DIY Hackable Arduino Drum Machine
See it in action on Youtube! https://youtu.be/4u4Px2gMwGw
Overview
This project is an Arduino DIY drum machine, based on the Mozzi open source library, which uses 8-bit samples. It uses 3 channels, each with 3 selectable voices. Each voice has a pattern selector to choose sequence length and number of beats. This uses Euclidean maths, a bit like a simple version of the Euclidean Circles module.
So, for example, you could have channel A playing a pattern of 16 steps, with channel B playing 7 steps. This way, you can get polymetric rhythms.
It comes loaded with samples taken from a Yamaha DD-5 digital drum machine, but you can load anything you like!
Hardware: Building a DIY Arduino Drum Machine
You can build it any way you like using whatever case you want! I'll show you how I did mine.
I'll assume you're using an Arduino Nano - you do need at least 8 Analog inputs for the full build
(you could modify the software to hard-code tempo and swing if you're using an Uno, to free up two analog inputs)
Here is a Bill of materials (BOM) for the components as I've used them:
Pin | Component | Purpose |
---|---|---|
Analog 0 | B10k pot | Swing amount |
Analog 1 | B10k pot | Channel A beat density |
Analog 2 | B10k pot | Channel B beat density |
Analog 3 | B10k pot | Channel C beat density |
Analog 4 | B10k pot | Tempo |
Analog 5 | B10k pot | Channel A sequence length (1-16 steps) |
Analog 6 | B10k pot | Channel B sequence length (1-16 steps) |
Analog 7 | B10k pot | Channel C sequence length (1-16 steps) |
Digital 2 | 2 position switch | Starts and stops the drum machine |
Digital 3 and Digital 4 | 3 position switch | Select voice C |
Digital 5 and Digital 6 | 3 position switch | Select voice B |
Digital 7 and Digital 8 | 3 position switch | Select voice A |
Digital 9 | Mono jack socket | Audio out |
The beat density is a proportion of the sequence length. So, if sequence length is 8, beat density will be from 0-8 beats. Beats are spaced as evenly as possible in the sequence. Experiment with different settings to create polymetric rhythms!
Here's an example of how I've built mine, excuse the poor photos, I don't have a good camera:
I drilled hole into a plastic case I bought from Bitsbox.

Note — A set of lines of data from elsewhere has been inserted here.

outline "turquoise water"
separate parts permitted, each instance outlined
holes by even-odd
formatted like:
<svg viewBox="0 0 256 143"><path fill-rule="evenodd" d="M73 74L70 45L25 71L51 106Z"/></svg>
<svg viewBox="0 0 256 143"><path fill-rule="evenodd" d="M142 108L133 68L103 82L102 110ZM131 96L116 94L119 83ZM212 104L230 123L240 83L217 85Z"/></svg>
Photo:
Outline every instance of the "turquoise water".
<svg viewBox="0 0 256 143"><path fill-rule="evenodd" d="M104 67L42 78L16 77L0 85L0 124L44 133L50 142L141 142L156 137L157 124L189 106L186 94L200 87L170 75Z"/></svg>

Note that the switches are all in pullup mode, so, although I used a red wire, they're going to ground. In this image, I've also croc clipped the negative rail from the jack to the rightmost switch. It's a work in progress shot!
Developing software for the DIY Arduino Drum Machine
You'll need:
If you want to load your own samples, you'll additionally need:
- FFMPeg for converting WAV files to RAW on the CLI. There are other ways to convert the files, but FFMpeg is what I use
- Python for running char2mozzi.py from the Mozzi library scripts. Alternatively, Audacity can output raw audio files
Loading a sample into the drum machine
You can load whatever samples you like into this box!
Any sample for conversion must be:
- In headerless unsigned 8 bit raw format
- Mono
- Sample rate of 16384
- Precisely 2048 samples long (Audacity, for example, can be configured to show sample count for selections)
From Audacity, it would look like this:
Export to "Other uncompressed files" like:
If you have a WAV, you can convert to RAW with ffmpeg, something like:
# Convert a WAV to a signed headerless 8 bit raw file (or output raw from your audio editor)
# let's convert a file called chirp.wav
FILE=chirp
ffmpeg -y -i ${FILE}.wav -f s8 -acodec pcm_s8 ${FILE}.raw
Now we can convert that to an 8 bit wavetable containing 2048 samples that the drum machine can use:
# Use char2mozzi.py to convert to a wavetable of the right length (2048)
# to a C header file that Mozzi can consue
python ../Mozzi/extras/python/char2mozzi.py ${FILE}.raw ${FILE}.h ${FILE} 16384
TODO list
I'm working on:
- Adding Swing
Possible modifications
This machine is totally hackable! You could:
- Add trigger outputs for each channel
- Add LEDs for each trigger notification
- Vary velocities
- Pitch control of the voices (or a global pitch control!)
- Voice randomisation